Sementara itu, organisasi harus memanifestasikan potensi egois dan altruismenya untuk mencapai tujuan membayar zakat. Sifat egois adalah berguna untuk memperoleh keuntungan, sedangkan sifat altruis adalah untuk membayar zakat. Tujuan ini menunjukan bahwa tujuab membayar zakat merupakan tujuan operatif organisasi. Tujuan ini menunjukan harus berusaha mencari keuntungan dan dalam waktu yang bersamaan membayar zakat. Artinya, organisasi itu hanya mampu membayar zakat bila memiliki kekayaan, misalnya dengan memperoleh keuntungan.

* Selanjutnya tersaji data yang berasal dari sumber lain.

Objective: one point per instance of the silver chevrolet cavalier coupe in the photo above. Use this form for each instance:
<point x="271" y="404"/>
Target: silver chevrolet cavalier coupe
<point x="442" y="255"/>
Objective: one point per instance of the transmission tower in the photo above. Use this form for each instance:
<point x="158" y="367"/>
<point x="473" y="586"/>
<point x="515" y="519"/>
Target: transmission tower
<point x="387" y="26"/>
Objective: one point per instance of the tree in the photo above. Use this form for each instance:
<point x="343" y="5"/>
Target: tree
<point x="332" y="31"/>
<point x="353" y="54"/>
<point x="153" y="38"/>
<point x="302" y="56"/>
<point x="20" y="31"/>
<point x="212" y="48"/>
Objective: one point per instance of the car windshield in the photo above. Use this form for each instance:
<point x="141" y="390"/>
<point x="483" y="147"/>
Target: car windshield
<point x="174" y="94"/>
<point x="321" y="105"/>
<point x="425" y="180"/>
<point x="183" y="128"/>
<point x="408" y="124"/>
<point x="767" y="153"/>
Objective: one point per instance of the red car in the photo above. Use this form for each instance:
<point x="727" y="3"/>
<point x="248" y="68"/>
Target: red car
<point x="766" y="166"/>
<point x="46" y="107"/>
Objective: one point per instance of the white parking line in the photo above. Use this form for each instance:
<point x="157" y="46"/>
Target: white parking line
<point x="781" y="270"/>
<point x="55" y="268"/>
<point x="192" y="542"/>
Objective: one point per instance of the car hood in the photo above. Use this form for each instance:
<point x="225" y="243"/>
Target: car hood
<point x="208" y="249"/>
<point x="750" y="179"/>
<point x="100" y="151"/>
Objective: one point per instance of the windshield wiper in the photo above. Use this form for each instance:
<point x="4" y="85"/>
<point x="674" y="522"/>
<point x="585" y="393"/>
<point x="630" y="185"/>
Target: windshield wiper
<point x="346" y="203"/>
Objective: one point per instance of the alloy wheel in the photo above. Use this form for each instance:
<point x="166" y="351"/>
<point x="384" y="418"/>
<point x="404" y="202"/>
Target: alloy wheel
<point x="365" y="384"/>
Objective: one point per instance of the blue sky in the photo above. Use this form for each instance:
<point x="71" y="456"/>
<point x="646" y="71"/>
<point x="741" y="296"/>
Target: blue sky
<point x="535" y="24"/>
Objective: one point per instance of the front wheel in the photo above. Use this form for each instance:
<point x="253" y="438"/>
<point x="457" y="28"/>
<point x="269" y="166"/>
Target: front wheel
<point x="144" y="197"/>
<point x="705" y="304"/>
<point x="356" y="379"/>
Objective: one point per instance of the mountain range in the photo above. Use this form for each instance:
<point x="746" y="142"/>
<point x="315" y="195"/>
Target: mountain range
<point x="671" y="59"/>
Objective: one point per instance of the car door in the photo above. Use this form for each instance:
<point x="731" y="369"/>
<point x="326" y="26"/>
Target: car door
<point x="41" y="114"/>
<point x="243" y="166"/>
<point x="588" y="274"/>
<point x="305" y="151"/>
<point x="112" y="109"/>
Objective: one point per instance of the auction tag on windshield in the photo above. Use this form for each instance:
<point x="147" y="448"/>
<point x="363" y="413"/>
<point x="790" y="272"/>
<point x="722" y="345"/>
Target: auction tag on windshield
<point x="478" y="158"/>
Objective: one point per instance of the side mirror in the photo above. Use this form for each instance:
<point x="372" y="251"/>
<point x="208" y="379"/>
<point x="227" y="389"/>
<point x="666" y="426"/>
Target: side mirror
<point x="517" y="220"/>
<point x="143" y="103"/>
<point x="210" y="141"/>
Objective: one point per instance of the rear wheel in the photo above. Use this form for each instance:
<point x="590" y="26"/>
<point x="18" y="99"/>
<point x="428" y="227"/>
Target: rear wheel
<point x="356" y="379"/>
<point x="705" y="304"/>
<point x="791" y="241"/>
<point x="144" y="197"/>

Kekayaan yang diperoleh dari bisnis dikenakan wajib zakat yang dibayarkan oleh perusahaan atas para pemiliknya (pemegang saham). Ini berarti perusahaan tidak bertanggungjawab hanya pada bsnis yang dijalankan, tetapi juga pada pembayaran zakat sebagai tujuan organisasi di samping memaksimalkan keuntungan.

Dari sifat-sifat zakat di atas kita dapat memahami dengan sangat jelas bahwa zakat sebagai metaforisasi realistis etis organisasi bisnis tersusun atas unsure-unsur ‘fisik” dan “metafisik” yang akan mengkonstruk akuntansi syari’ah. Akuntansi harus mencerminkan semua hal tersebut.[32] Ketika akuntansi merefleksikan realitas, akan ada informasi dan symbol yang kemungkinan bervariasi dengan praktik-praktik akuntansi dalam organisasi bisnis kontemporer.

Prinsip-prinsip yang ditetapkan dalam akuntansi syari’ah yang didasarkan dan sesuai dengan syari’ah Islam, selanjutnya harus distrukturkan baik secara implicit maupun eksplisit sesuai dengan konsep manusia sebagai khalifah di muka bumi dalam rangka memenuhi kewajiban membayar zakat.[33] Identifikasi dasar penentuan zakat dalam akuntansi syari’ah merupakan landasan penentuan dan penjelasan prinsip, aturan, dan standar akuntansi syari’ah. Hal tersebut diperlukan guna memfasilitasi tugas akuntan dalam mengidentifikasi dan memahami cakupan tanggung jawab dalam pengukuran, penyajian, dan pengungkapan laporan keuangan untuk tujuan zakat.[34]

Seperti halnya akuntansi konvesional, selain terdapat prinsip-prinsip, akuntansi syariah juga harus mempunyai prosedur yang merupakan tata cara (proses) yang harus dilaksanakan dalam akuntansi syari’ah,[35] termasuk pengungkapan secara penuh atas informasi akuntansi yang diikuti dengan penentuan jumlah yang tepat atas besarnya zakat yang harus dibayarkan.

Uraian di atas, secara eksplisit menunjukan bahwa keberadaan etika syariah dalam organisasi bisnis sebetulnya mereupakan konsekwensi logis dari penggunaan metafora amanah dalam melihat sebyah organisasi. Konsekuensi semacam ini akan sulit ditemukan dalam metafora yang lain. Dalam bentuk yang lebih operasional, metafora “amanah” bisa diturunkan menjadi metafora zakat, ataurealitas organisasi yang dimetaforakan dengan zakat. Ini berarti bahwa organisasi bisnis orientasinyatidak lagi prifit-orented atau stakeholders-oriented, tetapi zakat oriented.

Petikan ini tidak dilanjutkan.